Suppose \(A\) is an invertible square matrix, and write \(B\) for \(\utrans{(\inv{A})}\text{.}\) If we can show that both \(B \utrans{A} = I\) and \(\utrans{A} B = I\text{,}\) then by definition we will have shown that \(\utrans{A}\) is invertible, and by Theorem 5.5.2 we will have shown that the inverse of \(\utrans{A}\) is \(B = \utrans{(\inv{A})}\text{.}\) Let’s check the first required equality:
\begin{align*}
\text{LHS} \amp= B\utrans{A} \\
\amp= \utrans{(\inv{A})} \utrans{A} \amp \amp\text{(i)} \\
\amp= \utrans{(A\inv{A})} \amp \amp\text{(ii)} \\
\amp= \utrans{I} \amp \amp\text{(iii)} \\
\amp= I \amp \amp\text{(iv)} \\
\amp= \text{RHS},
\end{align*}
with justifications
- definition of \(B\text{;}\)
- Rule 5.d from Proposition 4.5.1;
- definition of inverse;
- Rule 4 from Proposition 5.5.1.
The verification of \(AB=I\) is similar, and we leave it up to you, the reader.
Using Statement 5 of Proposition 5.5.5 along with Proposition 5.5.8, we can expand the scope of our algebra rules for matrix powers.
Proposition 5.5.9. Algebra involving matrix powers with negative exponents.
With the convention that \(A^0\) should be equal to \(I\) for any invertible square matrix \(A\text{,}\) the matrix algebra rules involving matrix powers in Proposition 4.5.1 (including the property of the transpose relative to powers in rule Rule 5.e) and in Proposition 5.5.1 remain valid for all integers \(p\) and \(q\text{,}\) positive or negative (or zero).
Finally, we will record the observation of Discovery 5.6.
Proposition 5.5.10. Consistency of invertible coefficient matrix.

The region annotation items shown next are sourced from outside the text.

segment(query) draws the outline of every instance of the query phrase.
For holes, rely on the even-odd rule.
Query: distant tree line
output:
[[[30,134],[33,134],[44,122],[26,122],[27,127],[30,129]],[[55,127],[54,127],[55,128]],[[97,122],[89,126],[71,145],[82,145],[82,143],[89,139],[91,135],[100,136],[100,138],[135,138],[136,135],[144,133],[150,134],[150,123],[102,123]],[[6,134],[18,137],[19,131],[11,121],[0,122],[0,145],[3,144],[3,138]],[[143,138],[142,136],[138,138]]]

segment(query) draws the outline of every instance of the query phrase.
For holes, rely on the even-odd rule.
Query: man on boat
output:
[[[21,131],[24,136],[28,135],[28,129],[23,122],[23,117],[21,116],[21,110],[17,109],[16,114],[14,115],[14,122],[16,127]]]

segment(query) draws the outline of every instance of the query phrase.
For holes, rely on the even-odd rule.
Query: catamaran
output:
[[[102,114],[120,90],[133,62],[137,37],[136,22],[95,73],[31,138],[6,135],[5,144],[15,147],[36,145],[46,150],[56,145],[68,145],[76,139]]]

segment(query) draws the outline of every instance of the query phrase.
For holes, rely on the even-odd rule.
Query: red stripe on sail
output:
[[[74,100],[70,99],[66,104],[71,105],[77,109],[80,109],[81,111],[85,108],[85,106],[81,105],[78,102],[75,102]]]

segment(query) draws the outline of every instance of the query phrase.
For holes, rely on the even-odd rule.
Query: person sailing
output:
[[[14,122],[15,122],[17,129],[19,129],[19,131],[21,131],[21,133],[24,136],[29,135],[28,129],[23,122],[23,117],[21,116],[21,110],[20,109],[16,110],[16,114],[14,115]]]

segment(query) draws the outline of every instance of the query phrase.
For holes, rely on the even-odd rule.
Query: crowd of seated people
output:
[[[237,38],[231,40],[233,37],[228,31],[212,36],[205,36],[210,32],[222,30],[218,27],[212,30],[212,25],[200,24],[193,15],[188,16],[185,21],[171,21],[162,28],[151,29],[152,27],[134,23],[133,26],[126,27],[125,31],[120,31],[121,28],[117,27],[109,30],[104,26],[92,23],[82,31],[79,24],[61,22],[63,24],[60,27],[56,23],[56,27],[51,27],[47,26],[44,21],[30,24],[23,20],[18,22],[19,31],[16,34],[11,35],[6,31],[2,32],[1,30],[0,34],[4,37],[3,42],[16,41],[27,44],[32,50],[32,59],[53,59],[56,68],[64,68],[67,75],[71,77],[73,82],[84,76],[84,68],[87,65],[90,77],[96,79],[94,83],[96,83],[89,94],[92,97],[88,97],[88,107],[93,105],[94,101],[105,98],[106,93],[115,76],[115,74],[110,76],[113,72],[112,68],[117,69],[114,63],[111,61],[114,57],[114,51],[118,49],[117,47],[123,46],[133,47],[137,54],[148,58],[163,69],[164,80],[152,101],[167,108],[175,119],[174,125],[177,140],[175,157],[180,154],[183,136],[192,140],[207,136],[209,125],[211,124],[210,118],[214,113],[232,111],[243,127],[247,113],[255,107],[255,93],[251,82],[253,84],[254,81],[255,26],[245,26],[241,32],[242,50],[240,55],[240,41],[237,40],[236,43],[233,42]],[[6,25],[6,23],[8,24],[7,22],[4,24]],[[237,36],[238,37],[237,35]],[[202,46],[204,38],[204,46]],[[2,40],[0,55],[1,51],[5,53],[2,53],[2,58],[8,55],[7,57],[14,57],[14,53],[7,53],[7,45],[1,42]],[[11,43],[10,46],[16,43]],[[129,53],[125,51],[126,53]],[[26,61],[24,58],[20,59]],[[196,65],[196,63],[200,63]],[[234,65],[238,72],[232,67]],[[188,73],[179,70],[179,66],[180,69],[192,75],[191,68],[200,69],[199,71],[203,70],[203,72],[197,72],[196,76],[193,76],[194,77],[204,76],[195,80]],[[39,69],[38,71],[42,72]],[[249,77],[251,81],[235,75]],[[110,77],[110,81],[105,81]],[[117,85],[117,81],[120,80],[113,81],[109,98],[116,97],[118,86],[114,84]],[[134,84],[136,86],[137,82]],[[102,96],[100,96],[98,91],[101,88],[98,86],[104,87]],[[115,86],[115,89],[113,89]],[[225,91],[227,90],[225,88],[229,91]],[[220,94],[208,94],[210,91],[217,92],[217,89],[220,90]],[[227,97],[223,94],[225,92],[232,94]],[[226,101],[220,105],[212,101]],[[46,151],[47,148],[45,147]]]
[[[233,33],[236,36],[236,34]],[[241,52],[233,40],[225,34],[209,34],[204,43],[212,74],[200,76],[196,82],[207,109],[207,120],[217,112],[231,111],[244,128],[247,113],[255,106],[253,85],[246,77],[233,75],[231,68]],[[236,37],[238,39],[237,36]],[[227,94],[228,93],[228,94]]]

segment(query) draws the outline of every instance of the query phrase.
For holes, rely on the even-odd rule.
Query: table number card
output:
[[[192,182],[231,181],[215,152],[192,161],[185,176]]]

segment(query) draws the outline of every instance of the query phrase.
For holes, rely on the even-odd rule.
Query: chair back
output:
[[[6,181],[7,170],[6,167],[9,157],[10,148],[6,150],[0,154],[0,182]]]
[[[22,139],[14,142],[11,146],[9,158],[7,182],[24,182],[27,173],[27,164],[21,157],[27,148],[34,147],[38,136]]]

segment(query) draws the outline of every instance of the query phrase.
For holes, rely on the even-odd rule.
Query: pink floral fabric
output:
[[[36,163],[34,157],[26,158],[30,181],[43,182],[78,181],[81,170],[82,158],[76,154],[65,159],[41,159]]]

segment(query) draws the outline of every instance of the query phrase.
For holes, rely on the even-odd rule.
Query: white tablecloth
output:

If the coefficient matrix for a linear system is square and invertible, then the system has one unique solution.
Proof.
Consider system \(A\uvec{x}=\uvec{b}\) where the coefficient matrix \(A\) is square and invertible. Then we can apply \(\inv{A}\) to both sides of this matrix equation just as in Subsection 5.3.5 and in Example 5.4.3, to isolate \(\uvec{x}=\inv{A}\uvec{b}\text{.}\) Thus, \(\uvec{x} = \inv{A}\uvec{b}\) is the only possible solution to the system.